When investors subscribe to a token offering, they pay for the asset they bought. The moment when this happens depends on the type of offering and investor.
Institutional investors will typically submit a legally binding order, then orders are allocated by the issuer or the issuer's arranger (e.g. an investment bank) and the deal is confirmed. Only after that, the payments settlement happens. Investors send the funds and receive the security tokens.
Retail investors will usually make their payment directly after they have subscribed to an offering and before they receive tokens. Only after their payment arrived, their investment is confirmed and the subscription period finished (or other similar conditions are met) tokens are distributed to investors.
Once the issuer received a payment from an investor, the respective order needs to be updated with the payment information. The Bitbond Offering Manager has two options how to update orders.

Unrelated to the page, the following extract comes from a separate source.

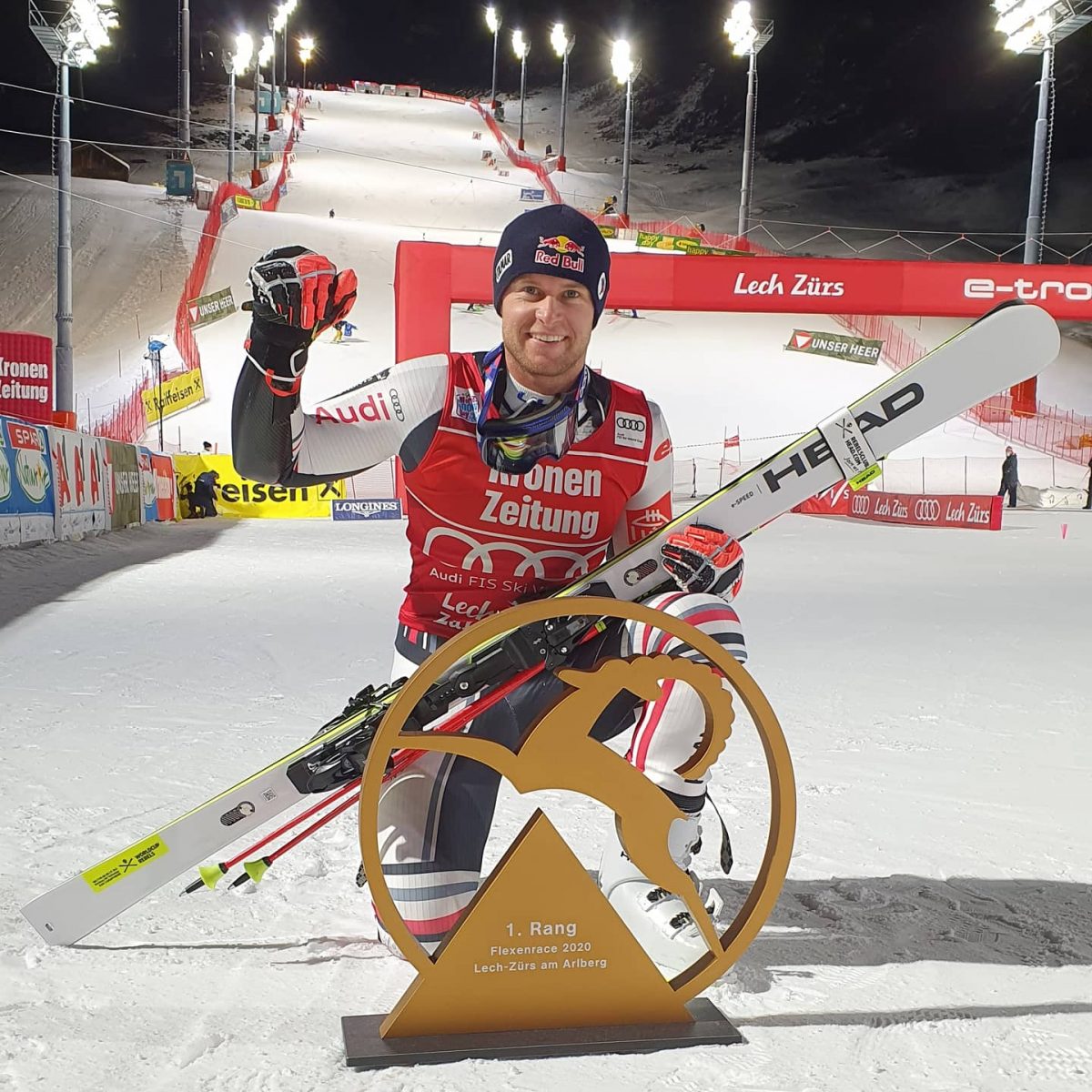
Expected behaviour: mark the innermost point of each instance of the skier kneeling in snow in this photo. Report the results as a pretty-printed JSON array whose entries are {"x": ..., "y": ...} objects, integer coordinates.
[{"x": 525, "y": 456}]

This can be utilized, when payments arrive in an account that offers webhook notifications. This can be the case for crypto payments via key management software that supports webhook notifications. Likewise, when a bank account is used for fiat payments that offers webhooks, this option also works.
Usually this is the primary option in combination with a fiat bank account. Other combinations are more rare and only used if necessary.

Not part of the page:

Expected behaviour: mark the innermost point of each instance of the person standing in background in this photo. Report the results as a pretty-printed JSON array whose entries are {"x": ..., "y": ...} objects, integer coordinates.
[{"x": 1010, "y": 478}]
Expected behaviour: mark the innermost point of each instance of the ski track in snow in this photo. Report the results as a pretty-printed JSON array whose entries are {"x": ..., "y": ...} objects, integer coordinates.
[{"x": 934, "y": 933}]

Not all bank accounts support webhook notifications. The most common use case is when an issuer wants to use their regular business bank account for payment processing. From a cost perspective this option is advantageous compared to Option 1.
In this case the payment status of an order can be updated and marked as settled manually in the Admin Panel.
To automate this process further you can use a batch confirmation process to mark all payments as settled at once. For this you need to download a CSV file with the most recent transactions from your bank account and upload it in the Admin Panel.